# Shifting Instructions in Barbara Barber's "Scales for Advanced Violists"



## catalf

In Barbara Barber's "Scales for Advanced Violists", the Practice Suggestions section contains the following sentence: "To avoid crossing strings on the 1/2 step for viola, the lower fingerings begin on 1st finger."

1. Can one assume that the '1/2 step' means 'half-step'
2. Even if the above is correct, I don't understand the original statement. Can anyone help me understand?


----------



## Ingélou

catalf said:


> In Barbara Barber's "Scales for Advanced Violists", the Practice Suggestions section contains the following sentence: "To avoid crossing strings on the 1/2 step for viola, the lower fingerings begin on 1st finger."
> 
> 1. Can one assume that the '1/2 step' means 'half-step'
> 2. Even if the above is correct, I don't understand the original statement.

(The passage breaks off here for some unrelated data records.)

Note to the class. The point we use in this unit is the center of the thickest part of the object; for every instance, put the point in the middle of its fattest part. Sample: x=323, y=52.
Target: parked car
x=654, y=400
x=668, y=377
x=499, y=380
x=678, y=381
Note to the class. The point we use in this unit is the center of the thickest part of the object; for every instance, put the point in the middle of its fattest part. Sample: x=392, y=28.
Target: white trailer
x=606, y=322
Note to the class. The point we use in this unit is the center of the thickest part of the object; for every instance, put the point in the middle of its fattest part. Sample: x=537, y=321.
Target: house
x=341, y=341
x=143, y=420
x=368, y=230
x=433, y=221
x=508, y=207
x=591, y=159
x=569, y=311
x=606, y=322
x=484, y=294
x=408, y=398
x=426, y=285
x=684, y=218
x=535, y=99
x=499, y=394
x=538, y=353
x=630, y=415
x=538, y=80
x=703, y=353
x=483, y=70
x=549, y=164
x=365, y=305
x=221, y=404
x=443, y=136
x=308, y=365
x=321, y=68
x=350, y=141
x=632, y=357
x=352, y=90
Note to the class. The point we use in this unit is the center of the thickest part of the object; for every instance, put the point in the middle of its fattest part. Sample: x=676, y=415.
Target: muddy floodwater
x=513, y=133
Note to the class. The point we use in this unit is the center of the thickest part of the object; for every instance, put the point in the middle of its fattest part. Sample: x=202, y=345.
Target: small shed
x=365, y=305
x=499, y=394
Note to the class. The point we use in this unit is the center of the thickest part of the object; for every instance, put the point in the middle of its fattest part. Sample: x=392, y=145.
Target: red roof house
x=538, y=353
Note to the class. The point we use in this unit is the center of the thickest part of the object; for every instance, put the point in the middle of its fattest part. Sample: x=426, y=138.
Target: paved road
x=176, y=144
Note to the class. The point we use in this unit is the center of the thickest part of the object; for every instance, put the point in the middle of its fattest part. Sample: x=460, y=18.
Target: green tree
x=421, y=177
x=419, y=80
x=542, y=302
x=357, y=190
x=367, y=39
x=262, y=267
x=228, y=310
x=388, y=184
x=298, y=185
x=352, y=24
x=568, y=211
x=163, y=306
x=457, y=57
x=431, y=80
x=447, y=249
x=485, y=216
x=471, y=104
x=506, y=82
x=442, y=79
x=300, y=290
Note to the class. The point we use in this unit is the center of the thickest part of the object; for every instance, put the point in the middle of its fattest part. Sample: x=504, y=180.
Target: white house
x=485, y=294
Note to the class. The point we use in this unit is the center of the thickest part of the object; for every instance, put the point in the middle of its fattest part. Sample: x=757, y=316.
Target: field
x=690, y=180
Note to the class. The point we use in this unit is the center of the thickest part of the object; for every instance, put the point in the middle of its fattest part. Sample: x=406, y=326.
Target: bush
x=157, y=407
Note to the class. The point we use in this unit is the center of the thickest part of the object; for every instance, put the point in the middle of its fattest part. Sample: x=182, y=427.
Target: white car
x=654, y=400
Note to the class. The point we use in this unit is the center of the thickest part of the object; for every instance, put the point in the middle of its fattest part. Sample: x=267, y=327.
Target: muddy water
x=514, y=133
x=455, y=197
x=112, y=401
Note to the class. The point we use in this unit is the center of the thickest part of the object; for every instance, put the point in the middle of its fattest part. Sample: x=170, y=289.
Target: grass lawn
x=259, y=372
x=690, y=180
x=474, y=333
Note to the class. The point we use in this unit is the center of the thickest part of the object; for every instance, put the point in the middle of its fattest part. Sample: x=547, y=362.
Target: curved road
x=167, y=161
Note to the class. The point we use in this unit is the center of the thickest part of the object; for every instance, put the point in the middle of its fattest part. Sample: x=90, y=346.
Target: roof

Can anyone help me understand?


Sorry, I can't help you, and nobody seems to have replied. Have you tried Violinist.com website? That sort of detailed help is readily available there.


----------



## catalf

Ingélou said:


> Sorry, I can't help you, and nobody seems to have replied. Have you tried Violinist.com website? That sort of detailed help is readily available there.


Thanks, I'll check out Violinist.com. Maybe I'll have better luck?!


----------